- Born: December 17, 1979 (age 46) Stockholm
- Website: danielryfa.com

= Daniel Ryfa =

Swedish pilot (born 1979)

Daniel Ryfa (born December 17, 1979) is a Swedish pilot.
He is a pilot of the Challenger class of the Red Bull Air Race World Championship.

== Biography ==
Ryfa was born in Stockholm, Sweden in 1979.

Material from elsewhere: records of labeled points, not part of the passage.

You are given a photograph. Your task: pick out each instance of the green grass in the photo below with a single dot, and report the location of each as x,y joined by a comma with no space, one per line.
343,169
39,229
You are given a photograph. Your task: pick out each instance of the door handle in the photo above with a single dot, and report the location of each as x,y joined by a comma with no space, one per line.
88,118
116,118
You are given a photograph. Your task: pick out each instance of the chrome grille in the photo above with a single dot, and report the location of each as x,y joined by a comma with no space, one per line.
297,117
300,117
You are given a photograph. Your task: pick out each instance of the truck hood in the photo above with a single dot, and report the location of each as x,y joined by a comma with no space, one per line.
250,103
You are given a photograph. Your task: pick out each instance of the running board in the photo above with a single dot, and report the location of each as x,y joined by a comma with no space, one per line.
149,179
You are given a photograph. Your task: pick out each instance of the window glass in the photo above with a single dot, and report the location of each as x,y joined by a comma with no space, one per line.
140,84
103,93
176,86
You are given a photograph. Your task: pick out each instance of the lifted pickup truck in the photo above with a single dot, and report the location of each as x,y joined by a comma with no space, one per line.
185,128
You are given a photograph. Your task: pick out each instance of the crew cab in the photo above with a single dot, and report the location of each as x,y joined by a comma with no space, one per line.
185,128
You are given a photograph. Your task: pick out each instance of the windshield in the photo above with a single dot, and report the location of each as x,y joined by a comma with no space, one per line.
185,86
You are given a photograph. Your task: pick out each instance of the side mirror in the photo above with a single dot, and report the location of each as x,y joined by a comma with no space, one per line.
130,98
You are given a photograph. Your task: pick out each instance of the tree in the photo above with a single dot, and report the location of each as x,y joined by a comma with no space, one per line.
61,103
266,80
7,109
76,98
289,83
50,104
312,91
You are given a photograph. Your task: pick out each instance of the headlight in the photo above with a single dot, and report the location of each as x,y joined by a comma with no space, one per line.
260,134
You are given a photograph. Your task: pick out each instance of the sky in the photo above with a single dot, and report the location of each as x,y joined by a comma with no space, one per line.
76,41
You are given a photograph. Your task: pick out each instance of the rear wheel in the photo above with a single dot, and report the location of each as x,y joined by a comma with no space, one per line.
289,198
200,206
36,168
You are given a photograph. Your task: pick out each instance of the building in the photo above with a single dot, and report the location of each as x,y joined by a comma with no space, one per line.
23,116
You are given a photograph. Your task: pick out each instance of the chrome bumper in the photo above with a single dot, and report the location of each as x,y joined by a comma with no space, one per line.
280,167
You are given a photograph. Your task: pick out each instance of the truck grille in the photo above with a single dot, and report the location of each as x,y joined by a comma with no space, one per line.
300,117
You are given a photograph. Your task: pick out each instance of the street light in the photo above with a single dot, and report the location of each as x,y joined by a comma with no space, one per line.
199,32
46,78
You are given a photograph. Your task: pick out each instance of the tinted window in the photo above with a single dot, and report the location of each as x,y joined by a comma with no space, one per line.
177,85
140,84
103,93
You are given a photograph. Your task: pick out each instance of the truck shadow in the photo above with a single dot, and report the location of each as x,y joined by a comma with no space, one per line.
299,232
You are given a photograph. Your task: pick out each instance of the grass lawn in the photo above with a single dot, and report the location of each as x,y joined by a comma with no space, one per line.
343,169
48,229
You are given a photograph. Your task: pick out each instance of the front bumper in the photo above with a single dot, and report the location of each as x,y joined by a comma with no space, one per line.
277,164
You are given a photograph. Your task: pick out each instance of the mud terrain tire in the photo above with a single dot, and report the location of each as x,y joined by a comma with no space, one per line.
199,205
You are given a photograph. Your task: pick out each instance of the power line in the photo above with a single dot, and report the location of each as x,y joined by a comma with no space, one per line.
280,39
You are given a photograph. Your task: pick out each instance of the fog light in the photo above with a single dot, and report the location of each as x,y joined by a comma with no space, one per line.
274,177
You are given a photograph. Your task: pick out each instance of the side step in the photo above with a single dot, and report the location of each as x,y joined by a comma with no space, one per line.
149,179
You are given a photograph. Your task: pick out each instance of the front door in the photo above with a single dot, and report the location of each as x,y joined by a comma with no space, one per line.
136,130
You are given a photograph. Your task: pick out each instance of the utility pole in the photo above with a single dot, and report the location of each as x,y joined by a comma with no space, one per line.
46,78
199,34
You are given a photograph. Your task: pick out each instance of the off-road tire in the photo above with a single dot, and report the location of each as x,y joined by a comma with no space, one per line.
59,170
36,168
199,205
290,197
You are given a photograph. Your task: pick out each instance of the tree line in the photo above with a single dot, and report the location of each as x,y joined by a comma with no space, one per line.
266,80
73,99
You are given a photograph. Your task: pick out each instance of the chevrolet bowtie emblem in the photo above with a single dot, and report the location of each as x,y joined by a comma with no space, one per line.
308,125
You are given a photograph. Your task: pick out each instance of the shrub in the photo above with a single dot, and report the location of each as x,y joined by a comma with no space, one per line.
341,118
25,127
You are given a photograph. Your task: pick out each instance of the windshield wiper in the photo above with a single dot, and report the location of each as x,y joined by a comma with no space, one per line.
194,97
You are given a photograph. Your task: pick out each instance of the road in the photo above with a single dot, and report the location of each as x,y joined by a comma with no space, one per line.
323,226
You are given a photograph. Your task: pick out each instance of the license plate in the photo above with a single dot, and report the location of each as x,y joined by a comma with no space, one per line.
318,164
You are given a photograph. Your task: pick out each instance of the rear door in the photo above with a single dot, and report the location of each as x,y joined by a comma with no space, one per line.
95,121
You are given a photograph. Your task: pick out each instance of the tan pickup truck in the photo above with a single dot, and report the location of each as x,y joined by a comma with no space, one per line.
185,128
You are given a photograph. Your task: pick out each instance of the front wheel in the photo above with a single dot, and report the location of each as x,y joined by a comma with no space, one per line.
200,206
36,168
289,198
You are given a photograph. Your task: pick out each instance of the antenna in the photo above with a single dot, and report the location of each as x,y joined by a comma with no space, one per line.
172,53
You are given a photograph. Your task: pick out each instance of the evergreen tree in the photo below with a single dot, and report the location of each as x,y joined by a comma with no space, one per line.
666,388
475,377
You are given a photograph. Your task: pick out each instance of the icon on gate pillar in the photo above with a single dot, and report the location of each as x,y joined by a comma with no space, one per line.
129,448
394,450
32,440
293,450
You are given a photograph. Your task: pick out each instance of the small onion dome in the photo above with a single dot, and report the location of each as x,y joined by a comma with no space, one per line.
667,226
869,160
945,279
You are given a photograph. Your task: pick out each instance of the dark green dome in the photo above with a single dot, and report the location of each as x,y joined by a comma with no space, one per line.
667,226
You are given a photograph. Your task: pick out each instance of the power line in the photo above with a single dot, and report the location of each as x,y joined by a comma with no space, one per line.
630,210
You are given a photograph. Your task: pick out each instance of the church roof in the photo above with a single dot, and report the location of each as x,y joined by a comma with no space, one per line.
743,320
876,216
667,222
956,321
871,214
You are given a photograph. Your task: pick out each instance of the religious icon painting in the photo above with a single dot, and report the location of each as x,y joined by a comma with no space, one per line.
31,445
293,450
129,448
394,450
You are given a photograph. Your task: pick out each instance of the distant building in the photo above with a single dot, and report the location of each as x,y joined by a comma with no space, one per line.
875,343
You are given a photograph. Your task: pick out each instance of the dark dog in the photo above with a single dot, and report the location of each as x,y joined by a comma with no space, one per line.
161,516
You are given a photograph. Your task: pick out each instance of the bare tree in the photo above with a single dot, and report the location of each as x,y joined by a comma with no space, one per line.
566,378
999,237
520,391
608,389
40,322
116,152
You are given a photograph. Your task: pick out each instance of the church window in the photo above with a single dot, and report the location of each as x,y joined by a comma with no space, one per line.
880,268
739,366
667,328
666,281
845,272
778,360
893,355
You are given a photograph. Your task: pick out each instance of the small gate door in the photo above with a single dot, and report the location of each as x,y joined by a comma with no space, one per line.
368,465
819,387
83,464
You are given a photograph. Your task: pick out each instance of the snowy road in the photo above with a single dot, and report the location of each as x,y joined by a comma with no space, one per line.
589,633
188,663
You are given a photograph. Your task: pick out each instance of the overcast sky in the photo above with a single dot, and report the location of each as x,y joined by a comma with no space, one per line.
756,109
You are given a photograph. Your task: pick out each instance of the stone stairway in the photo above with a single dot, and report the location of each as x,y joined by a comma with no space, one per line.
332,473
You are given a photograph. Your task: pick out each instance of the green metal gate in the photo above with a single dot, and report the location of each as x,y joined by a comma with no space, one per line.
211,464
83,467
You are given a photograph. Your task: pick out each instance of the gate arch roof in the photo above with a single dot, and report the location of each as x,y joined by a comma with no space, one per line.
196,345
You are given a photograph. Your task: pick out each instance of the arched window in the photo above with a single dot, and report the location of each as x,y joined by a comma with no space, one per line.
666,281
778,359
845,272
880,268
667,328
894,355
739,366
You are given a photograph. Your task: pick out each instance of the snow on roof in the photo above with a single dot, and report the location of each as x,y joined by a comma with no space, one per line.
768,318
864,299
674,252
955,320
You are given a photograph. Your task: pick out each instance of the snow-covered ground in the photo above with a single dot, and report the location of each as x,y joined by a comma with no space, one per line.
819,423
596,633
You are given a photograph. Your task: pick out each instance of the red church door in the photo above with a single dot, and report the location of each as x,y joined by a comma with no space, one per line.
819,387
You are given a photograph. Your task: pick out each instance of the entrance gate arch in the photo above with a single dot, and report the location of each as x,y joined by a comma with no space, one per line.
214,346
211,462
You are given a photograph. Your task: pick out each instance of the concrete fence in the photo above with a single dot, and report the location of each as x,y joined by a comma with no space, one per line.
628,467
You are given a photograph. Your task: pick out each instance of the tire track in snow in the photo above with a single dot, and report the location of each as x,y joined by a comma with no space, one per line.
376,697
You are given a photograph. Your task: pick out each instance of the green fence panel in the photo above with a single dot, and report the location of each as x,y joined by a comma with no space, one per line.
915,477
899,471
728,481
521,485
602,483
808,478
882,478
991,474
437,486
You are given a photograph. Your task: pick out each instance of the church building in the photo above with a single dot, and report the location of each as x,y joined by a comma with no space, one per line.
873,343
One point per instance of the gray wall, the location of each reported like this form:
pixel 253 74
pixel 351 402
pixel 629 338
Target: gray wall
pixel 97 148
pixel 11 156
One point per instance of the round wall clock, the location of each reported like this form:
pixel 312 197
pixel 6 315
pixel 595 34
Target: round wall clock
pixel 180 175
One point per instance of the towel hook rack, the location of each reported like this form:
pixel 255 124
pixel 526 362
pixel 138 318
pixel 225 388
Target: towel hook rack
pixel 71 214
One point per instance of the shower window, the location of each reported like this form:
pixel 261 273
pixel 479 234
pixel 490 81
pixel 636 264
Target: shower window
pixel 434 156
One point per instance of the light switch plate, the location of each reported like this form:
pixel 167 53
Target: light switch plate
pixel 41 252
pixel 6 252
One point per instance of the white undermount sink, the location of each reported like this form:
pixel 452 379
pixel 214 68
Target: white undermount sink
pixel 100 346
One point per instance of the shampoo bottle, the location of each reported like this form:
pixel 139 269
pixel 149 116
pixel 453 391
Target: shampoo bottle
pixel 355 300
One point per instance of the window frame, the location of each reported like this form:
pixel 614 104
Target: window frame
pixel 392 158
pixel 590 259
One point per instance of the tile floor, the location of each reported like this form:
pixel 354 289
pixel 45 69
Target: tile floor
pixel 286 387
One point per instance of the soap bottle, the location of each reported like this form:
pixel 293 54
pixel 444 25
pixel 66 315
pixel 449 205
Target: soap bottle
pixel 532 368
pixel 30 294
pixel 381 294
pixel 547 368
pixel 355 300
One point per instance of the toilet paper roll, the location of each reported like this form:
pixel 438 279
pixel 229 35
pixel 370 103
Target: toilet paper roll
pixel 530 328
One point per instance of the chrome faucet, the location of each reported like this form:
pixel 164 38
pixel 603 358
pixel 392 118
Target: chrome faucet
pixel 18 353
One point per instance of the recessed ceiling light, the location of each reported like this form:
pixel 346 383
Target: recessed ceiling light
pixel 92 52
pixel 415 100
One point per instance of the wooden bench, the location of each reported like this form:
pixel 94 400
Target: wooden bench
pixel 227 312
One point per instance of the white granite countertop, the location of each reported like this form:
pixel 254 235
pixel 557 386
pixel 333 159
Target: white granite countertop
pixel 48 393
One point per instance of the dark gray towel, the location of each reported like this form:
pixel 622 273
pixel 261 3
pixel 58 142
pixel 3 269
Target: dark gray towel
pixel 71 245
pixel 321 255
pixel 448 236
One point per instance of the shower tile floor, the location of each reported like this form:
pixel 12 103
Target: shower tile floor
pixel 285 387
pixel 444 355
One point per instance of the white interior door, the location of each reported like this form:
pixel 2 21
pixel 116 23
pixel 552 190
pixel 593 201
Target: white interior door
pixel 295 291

Daniel Ryfa is the winner of 6th FAI European Advanced Aerobatic Championship 2009. Most successful Scandinavian aerobatic pilot in times.

In 2014, he joined the Red Bull Air Race as Challenger class pilot. Race seasons 2014–2019 with most podiums in the challenger class (22 podiums / 8 race winns).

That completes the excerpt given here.